The gallery spaces run off the small cupola on the ground floor through unmarked dark-wood doors. Discrete signs next to them are the only indication that this is the way to the various collections. The experience of the Bode is a little like navigating a pick-a-path book that you might have had when you were a child. Which door will you choose? What will it lead you to? There’s a wonderful mazelike and secretive feeling to this layout. The marble floors are the restored originals, and don’t forget to look up as you work your way through the galleries to gaze at the original restored wood panelled ceilings. The experience here is full-bodied and three dimensional, as if you’re walking through art itself. 

Sunday, February 2, 2014

Museum #3: Topographie des Terrors


Topographie des Terrors
Niederkirchnerstrasse 8, 10963 Berlin
U-Bahn Kochstrasse


Standing with your back towards Wilhelmstrasse, you might first notice a remaining stretch of the Berlin Wall, running along Niederkirchnerstrasse. Perhaps you’ll be drawn next to the brick hollows of exposed buildings and underground remains. Then, finally, to a grey steel structure, brutal and unadorned, surrounded by railway gravel. No matter how you encounter this site, you will likely be struck by its atmosphere of infertility and emptiness. This is a place of death and terror, now quiet and stilled.

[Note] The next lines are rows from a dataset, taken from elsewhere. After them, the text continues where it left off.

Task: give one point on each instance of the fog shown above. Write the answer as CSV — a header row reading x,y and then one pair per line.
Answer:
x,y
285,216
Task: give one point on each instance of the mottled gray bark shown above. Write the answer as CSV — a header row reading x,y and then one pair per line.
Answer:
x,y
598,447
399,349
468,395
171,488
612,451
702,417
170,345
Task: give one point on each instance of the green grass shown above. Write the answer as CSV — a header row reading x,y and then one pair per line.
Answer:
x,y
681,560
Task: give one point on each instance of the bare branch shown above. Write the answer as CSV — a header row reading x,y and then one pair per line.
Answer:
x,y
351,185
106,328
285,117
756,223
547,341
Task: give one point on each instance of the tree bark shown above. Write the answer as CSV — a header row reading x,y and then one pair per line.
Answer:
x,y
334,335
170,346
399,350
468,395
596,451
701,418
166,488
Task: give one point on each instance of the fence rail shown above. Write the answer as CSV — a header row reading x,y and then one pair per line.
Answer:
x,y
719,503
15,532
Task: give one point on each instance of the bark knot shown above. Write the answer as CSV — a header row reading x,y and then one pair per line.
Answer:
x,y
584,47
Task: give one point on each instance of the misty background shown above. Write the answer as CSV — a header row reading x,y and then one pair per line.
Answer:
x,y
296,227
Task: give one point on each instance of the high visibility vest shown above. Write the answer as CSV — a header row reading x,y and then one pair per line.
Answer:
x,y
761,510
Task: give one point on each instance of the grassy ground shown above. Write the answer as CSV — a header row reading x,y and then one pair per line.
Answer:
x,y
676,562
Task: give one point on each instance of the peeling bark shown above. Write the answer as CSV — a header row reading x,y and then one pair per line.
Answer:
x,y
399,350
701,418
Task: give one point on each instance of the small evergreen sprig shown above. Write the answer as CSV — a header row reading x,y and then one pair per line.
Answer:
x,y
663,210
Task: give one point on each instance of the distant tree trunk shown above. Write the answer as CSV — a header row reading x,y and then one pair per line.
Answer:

The landscape belongs to the Topography of Terror (Topographie des Terrors). Consisting of a documentation centre, open-air exhibition trench and excavated buildings, it’s a memorial that occupies the former address of Prinz-Albrecht-Strasse 8, once the site of Nazi SS, Gestapo and Reich Security Main Office headquarters, the most feared address in Berlin, and the hub of Nazi atrocities.